Can you provide a picture of the case? I'm thinking about getting a Fire, and doing research on cases first. I've already seen a lot of great ones here on KB, but I haven't quite found the right one for me.


----------



## Hadou (Jun 1, 2011)

I've been wondering how those work and feel for the Fire.  I've used one for my regular Kindle, and it's been nice.  Just not sure how well they would work with something touchscreen.  Look forward to your thoughts on it once you get it.


----------



## Tam (Jan 7, 2010)

docmama28 said:


> It sure is Tam! I thought I saw a familiar face among the facebook responses. I had my K2 by the pool and at the beach in it's KlearKase and never had a problem. I'm very curious to see how the Fire's touch screen will work with it. Wonder how long they'll take to ship?
> 
> By the way, Sanibel/Captiva is such a beautiful area. Have you been there before? We used to take the kids there when they were little, they loved the sea shells and the hermit crab races at this little restaurant (can't remember the name). Our favorite place to eat was the Mucky Duck on Captiva Island, it has a great view of the sunset. If you go, ask for a table by the window and see what happens! Have fun.


We were there for a long weekend 10 years ago and loved it, so we're really happy we'll have a week this time. I keep checking the weather and see they've had a lot of rainy days last week and predicted for this week - so hoping for some sunny weather while we're there! The place we're staying has bikes for borrowing so we plan to bike a lot. Last time we kept track and biked 27 miles over a weekend, which is a lot for us! Thanks for the restaurant recommendation!

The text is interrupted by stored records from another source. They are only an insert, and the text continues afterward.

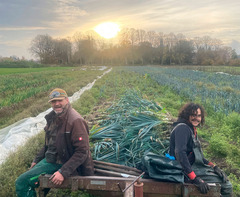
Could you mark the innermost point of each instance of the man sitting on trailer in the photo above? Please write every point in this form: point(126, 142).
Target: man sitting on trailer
point(186, 148)
point(66, 151)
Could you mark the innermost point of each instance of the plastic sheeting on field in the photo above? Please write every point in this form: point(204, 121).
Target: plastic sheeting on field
point(17, 134)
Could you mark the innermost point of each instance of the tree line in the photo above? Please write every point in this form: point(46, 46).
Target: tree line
point(133, 47)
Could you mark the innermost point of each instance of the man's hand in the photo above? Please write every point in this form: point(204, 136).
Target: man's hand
point(202, 186)
point(57, 178)
point(32, 165)
point(220, 173)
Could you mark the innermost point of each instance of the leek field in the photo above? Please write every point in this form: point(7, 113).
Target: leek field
point(24, 94)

I'm hoping to have the KlearKase to use on the beach and will report here on how well it works with the touchscreen.


----------



## Tam (Jan 7, 2010)

Got my free test model of the KlearKase for Kindle Fire and it certainly was easier to put on than the one I had for my K2. Adds more weight than a regular case, which is as expected... The membrane covering the touchscreen is very clear and the screen seems to be responding well. I plan to keep my Fire in this through my vacation to make sure I give ital good fair trial. My first impression though is that if I had a young child using my Fire I would definitely want it in this case!


----------



## yswandy (Nov 7, 2011)

Congrate!


----------